What Must Be Said, and What Must Be Done
We must say again, without apology that marriage is the union of one man and one woman. Children are a blessing, not a burden. A mother is not a state surrogate. A father is not a constitutional afterthought.
Boys are boys. Girls are girls. Parents, not bureaucrats, have the primary right and duty to direct the upbringing of their children. And we must insist that the Constitution means what it long meant in this regard. Parental rights are fundamental, and government infringements upon them demand the highest level of judicial scrutiny. No school policy should survive if it hides life-altering information from parents. No state action should be tolerated if it intentionally undermines the religious formation of children. No court should treat fit parents as presumptively incompetent while treating ideological institutions as presumptively benevolent.

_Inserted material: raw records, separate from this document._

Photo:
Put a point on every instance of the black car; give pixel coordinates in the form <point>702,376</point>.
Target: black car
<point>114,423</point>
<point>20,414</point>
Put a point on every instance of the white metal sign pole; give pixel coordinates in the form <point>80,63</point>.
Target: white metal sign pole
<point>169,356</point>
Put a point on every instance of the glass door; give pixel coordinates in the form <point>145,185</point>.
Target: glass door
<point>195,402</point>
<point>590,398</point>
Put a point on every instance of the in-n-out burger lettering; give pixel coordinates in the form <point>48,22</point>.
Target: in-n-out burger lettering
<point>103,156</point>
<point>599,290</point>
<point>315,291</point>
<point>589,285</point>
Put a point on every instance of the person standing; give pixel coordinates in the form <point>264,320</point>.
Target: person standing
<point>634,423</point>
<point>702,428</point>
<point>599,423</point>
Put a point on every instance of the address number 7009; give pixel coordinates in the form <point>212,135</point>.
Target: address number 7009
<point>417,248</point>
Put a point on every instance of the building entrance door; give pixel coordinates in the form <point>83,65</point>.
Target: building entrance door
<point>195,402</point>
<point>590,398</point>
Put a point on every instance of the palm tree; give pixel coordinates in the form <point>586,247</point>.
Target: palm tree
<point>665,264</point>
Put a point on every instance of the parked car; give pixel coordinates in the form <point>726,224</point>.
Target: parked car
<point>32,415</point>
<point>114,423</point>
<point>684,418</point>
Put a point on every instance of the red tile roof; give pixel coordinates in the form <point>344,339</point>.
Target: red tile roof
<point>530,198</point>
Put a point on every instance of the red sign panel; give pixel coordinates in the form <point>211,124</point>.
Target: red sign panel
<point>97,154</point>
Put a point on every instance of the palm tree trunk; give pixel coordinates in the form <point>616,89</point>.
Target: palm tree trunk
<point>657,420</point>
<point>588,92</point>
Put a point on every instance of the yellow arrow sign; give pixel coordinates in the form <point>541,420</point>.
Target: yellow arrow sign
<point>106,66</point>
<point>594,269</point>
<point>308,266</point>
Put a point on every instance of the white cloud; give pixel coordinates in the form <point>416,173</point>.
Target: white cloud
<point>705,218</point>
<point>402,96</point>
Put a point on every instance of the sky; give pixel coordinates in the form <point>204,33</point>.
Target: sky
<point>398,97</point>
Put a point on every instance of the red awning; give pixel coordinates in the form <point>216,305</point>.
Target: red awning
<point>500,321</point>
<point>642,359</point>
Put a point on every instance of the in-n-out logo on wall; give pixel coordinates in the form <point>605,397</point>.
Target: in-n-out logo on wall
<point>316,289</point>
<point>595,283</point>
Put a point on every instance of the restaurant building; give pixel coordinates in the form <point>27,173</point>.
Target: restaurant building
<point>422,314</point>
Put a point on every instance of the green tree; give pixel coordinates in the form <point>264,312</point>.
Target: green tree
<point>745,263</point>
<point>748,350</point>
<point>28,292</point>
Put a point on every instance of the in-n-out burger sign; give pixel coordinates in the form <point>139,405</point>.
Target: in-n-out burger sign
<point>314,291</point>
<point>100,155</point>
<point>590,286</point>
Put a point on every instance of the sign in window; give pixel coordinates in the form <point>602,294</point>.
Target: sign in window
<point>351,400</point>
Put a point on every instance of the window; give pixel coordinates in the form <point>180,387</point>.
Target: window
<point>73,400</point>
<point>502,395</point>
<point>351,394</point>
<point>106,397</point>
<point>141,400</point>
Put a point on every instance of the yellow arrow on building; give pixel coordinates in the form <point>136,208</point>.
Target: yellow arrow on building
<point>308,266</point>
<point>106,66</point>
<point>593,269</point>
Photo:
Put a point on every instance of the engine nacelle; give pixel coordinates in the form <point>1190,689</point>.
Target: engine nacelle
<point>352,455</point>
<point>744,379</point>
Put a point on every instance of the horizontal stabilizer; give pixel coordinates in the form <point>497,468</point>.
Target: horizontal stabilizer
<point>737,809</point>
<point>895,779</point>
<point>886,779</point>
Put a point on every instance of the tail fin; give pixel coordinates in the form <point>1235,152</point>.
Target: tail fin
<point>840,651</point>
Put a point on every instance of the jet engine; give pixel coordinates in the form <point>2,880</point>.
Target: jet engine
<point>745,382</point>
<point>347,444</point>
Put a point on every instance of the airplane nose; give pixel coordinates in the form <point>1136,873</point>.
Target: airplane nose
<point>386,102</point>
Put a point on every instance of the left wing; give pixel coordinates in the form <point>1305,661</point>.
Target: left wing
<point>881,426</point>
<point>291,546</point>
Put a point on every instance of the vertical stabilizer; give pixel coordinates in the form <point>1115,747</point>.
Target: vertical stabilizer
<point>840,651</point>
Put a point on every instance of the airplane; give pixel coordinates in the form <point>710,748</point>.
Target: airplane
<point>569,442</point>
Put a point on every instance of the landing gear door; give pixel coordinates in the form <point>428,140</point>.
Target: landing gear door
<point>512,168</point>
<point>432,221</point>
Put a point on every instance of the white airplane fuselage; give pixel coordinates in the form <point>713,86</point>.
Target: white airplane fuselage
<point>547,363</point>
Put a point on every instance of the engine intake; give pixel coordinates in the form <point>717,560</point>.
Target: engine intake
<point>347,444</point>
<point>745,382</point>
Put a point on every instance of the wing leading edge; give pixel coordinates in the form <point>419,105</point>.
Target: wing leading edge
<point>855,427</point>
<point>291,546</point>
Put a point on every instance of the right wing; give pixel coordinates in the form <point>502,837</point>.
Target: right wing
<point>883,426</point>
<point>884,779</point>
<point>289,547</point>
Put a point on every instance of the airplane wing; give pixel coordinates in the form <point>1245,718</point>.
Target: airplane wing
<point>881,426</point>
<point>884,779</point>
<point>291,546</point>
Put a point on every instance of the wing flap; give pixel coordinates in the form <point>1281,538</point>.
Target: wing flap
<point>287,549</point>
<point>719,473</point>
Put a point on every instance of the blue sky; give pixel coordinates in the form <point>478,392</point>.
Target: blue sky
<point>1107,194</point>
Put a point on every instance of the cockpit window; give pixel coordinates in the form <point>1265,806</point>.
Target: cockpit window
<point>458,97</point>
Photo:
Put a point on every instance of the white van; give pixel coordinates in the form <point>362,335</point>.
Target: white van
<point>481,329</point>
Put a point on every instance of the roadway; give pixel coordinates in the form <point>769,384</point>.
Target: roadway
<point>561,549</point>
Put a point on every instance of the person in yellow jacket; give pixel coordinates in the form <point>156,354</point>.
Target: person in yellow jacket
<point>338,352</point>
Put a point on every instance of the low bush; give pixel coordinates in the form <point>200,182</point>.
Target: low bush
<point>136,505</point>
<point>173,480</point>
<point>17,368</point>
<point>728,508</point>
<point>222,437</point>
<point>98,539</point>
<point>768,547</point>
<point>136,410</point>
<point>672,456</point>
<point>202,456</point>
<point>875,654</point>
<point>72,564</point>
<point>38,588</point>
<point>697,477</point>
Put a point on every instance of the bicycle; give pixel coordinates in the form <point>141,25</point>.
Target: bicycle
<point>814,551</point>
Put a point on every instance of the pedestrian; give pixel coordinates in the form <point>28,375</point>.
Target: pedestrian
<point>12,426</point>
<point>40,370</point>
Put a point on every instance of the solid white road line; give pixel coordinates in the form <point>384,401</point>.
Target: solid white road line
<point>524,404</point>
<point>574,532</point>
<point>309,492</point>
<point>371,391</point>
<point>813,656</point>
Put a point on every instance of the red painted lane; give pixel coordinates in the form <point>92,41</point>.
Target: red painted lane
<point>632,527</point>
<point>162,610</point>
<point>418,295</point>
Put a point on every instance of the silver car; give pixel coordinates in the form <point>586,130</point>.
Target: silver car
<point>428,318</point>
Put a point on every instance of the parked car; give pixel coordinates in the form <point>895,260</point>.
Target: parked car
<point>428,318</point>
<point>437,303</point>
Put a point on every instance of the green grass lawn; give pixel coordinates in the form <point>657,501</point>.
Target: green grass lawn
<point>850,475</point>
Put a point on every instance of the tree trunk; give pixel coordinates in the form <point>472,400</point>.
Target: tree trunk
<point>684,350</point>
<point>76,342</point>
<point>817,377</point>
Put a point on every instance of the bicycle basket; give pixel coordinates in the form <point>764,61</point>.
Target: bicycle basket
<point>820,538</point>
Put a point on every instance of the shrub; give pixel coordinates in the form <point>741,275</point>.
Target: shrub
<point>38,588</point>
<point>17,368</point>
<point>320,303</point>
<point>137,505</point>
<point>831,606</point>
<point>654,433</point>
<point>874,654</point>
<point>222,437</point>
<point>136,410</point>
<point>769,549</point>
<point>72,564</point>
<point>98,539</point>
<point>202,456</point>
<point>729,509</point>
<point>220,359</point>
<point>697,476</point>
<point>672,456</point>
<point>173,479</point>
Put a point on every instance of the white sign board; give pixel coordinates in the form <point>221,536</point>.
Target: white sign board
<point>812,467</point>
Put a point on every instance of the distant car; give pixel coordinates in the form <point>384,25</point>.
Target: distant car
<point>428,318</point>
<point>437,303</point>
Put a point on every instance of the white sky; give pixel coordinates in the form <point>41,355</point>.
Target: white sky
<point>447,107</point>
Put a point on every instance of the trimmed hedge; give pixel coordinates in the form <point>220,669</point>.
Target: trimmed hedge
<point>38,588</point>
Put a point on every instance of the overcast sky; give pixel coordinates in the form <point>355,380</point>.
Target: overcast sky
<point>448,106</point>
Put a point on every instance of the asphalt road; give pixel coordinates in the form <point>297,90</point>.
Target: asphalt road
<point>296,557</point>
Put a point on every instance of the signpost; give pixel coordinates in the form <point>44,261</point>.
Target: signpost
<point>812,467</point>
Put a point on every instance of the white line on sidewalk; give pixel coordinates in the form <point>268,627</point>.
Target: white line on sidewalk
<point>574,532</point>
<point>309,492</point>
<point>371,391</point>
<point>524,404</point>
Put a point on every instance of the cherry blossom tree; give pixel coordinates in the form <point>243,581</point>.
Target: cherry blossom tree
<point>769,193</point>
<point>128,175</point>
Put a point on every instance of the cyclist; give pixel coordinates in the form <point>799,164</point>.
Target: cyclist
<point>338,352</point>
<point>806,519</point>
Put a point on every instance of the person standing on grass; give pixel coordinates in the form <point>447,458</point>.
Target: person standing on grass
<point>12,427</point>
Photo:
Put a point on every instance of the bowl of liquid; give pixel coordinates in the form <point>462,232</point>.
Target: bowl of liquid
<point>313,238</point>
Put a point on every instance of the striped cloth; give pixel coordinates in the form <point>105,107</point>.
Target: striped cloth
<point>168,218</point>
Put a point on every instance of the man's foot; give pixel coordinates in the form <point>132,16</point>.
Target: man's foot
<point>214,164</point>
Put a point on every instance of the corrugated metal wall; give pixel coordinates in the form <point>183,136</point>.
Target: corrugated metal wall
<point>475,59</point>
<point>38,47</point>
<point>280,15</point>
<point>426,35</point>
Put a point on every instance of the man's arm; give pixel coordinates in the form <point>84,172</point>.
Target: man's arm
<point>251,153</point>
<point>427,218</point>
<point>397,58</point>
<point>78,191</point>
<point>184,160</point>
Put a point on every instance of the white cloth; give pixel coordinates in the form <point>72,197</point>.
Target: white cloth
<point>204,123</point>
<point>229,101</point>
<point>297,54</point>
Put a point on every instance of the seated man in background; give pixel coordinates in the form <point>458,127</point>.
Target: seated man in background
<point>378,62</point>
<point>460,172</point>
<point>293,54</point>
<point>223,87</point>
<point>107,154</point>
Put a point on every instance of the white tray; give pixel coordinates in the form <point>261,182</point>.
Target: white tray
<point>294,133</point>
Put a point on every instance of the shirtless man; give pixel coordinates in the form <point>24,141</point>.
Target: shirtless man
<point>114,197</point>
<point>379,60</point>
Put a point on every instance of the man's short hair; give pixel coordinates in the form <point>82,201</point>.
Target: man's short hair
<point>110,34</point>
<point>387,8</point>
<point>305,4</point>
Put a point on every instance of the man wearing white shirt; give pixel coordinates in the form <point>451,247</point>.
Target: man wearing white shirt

The burden is not on parents to prove they deserve their children. The burden is on government to justify every intrusion into the family. That is constitutional order. That is moral sanity. That is justice.
Let me close here. The family is the first government. The first school. The first church a child ever knows. It is where love learns duty, where freedom learns responsibility, and where truth is first named and lived. When government wages war against that institution, it wages war against the very conditions of liberty.
So we must not yield. Not in fear. Not in fatigue. Not because the culture sneers. Not because the institutions threaten. Not because the lie is fashionable. We stand because truth is still truth. We stand because children deserve protection. We stand because parents have duties no government may erase. We stand because God has spoken. And we stand because freedom itself depends on whether the family remains free.
So let us speak.
Let us defend.
Let us pray.
Let us litigate, if necessary
Let us legislate.
Let us teach.
Let us disciple.
Let us raise children in truth.
And let us do it with courage, conviction, and love.
Because the child is not the mere creature of the state. And the family does not belong to Caesar.